Menurut Lisda, kesiapan teknis penyelenggaraan haji memang menunjukkan perkembangan yang positif. Namun demikian, pemerintah tetap perlu mengantisipasi berbagai dinamika global yang berpotensi memengaruhi pelaksanaan ibadah haji.
Ia mengingatkan bahwa penyelenggaraan haji tidak hanya dipengaruhi oleh kesiapan teknis di dalam negeri. Situasi geopolitik internasional, khususnya di kawasan Timur Tengah, harus menjadi perhatian serius pemerintah agar tidak menimbulkan risiko bagi jamaah.
“Kita harus menyadari bahwa kondisi global, terutama eskalasi konflik di Timur Tengah, bisa berdampak pada berbagai aspek penyelenggaraan haji, termasuk jalur penerbangan dan keamanan perjalanan jamaah. Karena itu, mitigasi risiko harus disiapkan sejak dini,” kata Lisda.
Dalam rapat kerja antara Komisi VIII DPR RI dan Kementerian Haji dan Umrah Republik Indonesia, dibahas tiga skenario penyelenggaraan haji Indonesia tahun 2026 yang berkaitan dengan potensi dampak konflik di Timur Tengah.
Skenario pertama adalah jamaah haji tetap diberangkatkan dengan kemungkinan pengalihan rute penerbangan ke jalur yang lebih aman jika situasi keamanan di kawasan tertentu tidak memungkinkan.
Skenario kedua adalah kemungkinan Indonesia memutuskan untuk menunda atau membatalkan keberangkatan jamaah meskipun Pemerintah Arab Saudi tetap membuka penyelenggaraan ibadah haji.
“Jika Indonesia harus mengambil keputusan untuk tidak memberangkatkan jamaah demi alasan keselamatan, maka pemerintah harus memastikan bahwa biaya haji jamaah tidak hangus dan tetap terlindungi,” ujar Lisda.
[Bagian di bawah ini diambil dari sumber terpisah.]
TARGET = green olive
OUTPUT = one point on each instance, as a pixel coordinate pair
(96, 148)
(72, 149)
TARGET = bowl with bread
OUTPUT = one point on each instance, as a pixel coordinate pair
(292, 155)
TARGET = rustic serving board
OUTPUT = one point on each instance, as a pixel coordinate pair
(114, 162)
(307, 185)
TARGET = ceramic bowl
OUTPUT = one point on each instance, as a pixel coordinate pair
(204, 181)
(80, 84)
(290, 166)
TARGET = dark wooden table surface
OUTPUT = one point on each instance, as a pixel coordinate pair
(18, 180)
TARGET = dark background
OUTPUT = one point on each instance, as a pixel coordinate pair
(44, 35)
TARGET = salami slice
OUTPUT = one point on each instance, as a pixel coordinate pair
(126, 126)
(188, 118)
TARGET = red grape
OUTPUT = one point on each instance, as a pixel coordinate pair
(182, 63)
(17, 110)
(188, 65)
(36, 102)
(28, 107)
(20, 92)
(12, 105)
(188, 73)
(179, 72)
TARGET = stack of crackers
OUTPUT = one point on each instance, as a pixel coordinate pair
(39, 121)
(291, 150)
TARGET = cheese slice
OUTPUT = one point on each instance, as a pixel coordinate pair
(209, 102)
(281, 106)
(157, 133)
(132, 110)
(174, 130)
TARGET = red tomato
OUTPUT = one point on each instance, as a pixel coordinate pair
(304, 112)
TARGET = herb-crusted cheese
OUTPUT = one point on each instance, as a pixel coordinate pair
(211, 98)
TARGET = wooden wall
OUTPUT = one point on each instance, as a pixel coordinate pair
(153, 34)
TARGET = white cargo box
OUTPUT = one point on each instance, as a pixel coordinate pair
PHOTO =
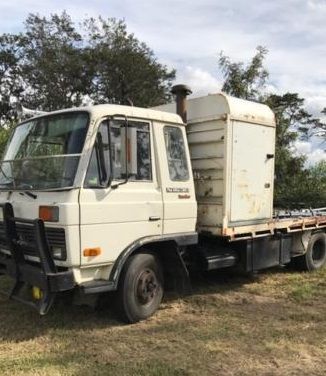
(232, 147)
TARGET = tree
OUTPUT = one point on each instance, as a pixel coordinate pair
(54, 64)
(241, 81)
(292, 121)
(125, 69)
Sementara itu, skenario ketiga adalah kemungkinan terburuk apabila pemerintah Arab Saudi memutuskan menutup penyelenggaraan ibadah haji karena kondisi tertentu.
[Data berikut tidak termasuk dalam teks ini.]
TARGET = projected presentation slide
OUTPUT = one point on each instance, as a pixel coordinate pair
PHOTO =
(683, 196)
“Jika sampai terjadi penutupan haji oleh Arab Saudi, maka prioritas utama kita adalah memastikan dana jamaah tetap aman dan dapat dikembalikan secara utuh. Transparansi pengelolaan dana jamaah menjadi hal yang sangat penting dalam situasi seperti itu,” jelasnya.
Menurut Lisda, pengelolaan dana haji harus menjadi perhatian serius dalam setiap skenario yang disiapkan pemerintah. Ia menegaskan bahwa perlindungan terhadap dana jamaah merupakan tanggung jawab besar yang harus dijaga secara transparan dan akuntabel.
“Apapun skenario yang disiapkan pemerintah, prinsip utamanya harus jelas: dana jamaah harus aman dan tidak boleh dirugikan. Ini adalah amanah yang harus dijaga dengan penuh tanggung jawab,” katanya.
Lisda juga menyoroti pentingnya keterbukaan informasi kepada masyarakat, khususnya kepada calon jamaah haji yang telah menunggu lama untuk berangkat. Menurutnya, transparansi akan memberikan kepastian sekaligus menumbuhkan kepercayaan masyarakat terhadap penyelenggaraan haji.
“Skenario kedaruratan harus disosialisasikan secara terbuka kepada calon jamaah haji. Mereka berhak mengetahui berbagai kemungkinan yang bisa terjadi agar tidak ada kebingungan atau kepanikan jika situasi berubah,” ujarnya.
Lisda menegaskan bahwa DPR tidak akan tinggal diam jika menemukan persoalan yang berpotensi merugikan jamaah haji Indonesia.
“Kami di Komisi VIII DPR RI akan terus melakukan pengawasan secara ketat. Tujuannya jelas, agar penyelenggaraan haji Indonesia semakin profesional dan benar-benar berpihak pada kepentingan jamaah,” tegasnya.
Ia berharap seluruh pihak yang terlibat dalam penyelenggaraan ibadah haji dapat bekerja maksimal demi menjaga kepercayaan masyarakat terhadap negara.
“Penyelenggaraan haji adalah tanggung jawab besar negara. Karena itu semua pihak harus bekerja secara serius, profesional, dan penuh tanggung jawab agar jamaah Indonesia mendapatkan pelayanan terbaik,” tutup Lisda.